Think it has to do with your structure. See the example.

You have a two spaces before processors. That should be at the beginning of the line.

XXprocessors:
   - drop_fields:
       fields: ["ecs.version"]

shi · December 8, 2021, 6:04pm

Sir,

It worked when given under the top-level in the configuration, as per the indentation you have suggested.

processors:
  - add_host_metadata:
      when.not.contains.tags: forwarded
  - add_cloud_metadata: ~
  - add_docker_metadata: ~
  - add_kubernetes_metadata: ~
  - drop_fields:
      fields: ["agent", "ecs", "host", "log"]

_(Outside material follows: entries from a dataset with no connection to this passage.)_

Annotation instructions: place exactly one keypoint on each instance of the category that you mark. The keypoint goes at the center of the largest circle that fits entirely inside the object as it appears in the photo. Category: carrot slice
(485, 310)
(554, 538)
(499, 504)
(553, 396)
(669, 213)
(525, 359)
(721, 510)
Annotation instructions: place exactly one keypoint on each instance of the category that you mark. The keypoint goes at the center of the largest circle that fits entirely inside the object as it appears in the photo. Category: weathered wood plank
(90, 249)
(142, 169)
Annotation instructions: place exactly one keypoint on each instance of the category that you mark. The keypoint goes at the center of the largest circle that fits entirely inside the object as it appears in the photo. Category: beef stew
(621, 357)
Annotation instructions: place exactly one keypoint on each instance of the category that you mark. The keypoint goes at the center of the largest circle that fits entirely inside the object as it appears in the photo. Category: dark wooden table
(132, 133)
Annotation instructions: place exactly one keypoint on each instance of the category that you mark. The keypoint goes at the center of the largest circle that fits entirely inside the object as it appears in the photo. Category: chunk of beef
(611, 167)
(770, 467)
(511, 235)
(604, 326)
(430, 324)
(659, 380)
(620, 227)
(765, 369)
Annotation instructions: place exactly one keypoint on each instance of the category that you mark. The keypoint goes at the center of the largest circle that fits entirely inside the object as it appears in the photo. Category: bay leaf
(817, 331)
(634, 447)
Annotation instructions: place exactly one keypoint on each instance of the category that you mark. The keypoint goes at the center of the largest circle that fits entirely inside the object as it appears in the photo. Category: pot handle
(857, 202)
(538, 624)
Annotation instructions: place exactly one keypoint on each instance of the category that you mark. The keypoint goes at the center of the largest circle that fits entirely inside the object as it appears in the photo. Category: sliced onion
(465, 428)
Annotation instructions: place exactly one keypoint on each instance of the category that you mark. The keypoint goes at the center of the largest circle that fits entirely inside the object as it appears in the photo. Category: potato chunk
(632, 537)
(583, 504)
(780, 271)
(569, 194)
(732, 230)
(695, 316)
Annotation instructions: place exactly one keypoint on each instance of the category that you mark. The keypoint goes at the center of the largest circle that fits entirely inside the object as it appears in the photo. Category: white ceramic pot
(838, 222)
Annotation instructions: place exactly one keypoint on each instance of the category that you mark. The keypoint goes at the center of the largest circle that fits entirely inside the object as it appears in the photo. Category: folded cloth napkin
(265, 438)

For example specifying host removed all of

"host": {
    "containerized": false,
    "ip": [
      "192.168.1.5",
      "fe80::cd8f:a19c:a6b2:2628"
    ],

As per the filebeat document

Where are processors valid?

At the top-level in the configuration. The processor is applied to all data collected by Filebeat.

Under a specific input. The processor is applied to the data collected for that input.

But when I configured under a specific input, it was giving errors or not working ..
But the removal of fields need to be applied to all input files. So it is ok in my case when added under the top-level in the configuration

But another observation was that what ever field I removed using filebeat , was the extra ones added by filebeat itself, eg host. But if a field with same name appear in the log file also , it will not get removed . That was what I required.Is it because filebeat considers each log row as a single entity?

I removed fields from log file which was not required , at ingest node pipeline like

{
      "remove": {
        "field": "kvmsg"
      }
    },

Is it a correct method for removing fields not required whether added by filebeat or present in log files that is to be indexed?
Thanks and regards
shini

system · January 5, 2022, 6:05pm

This topic was automatically closed 28 days after the last reply. New replies are no longer allowed.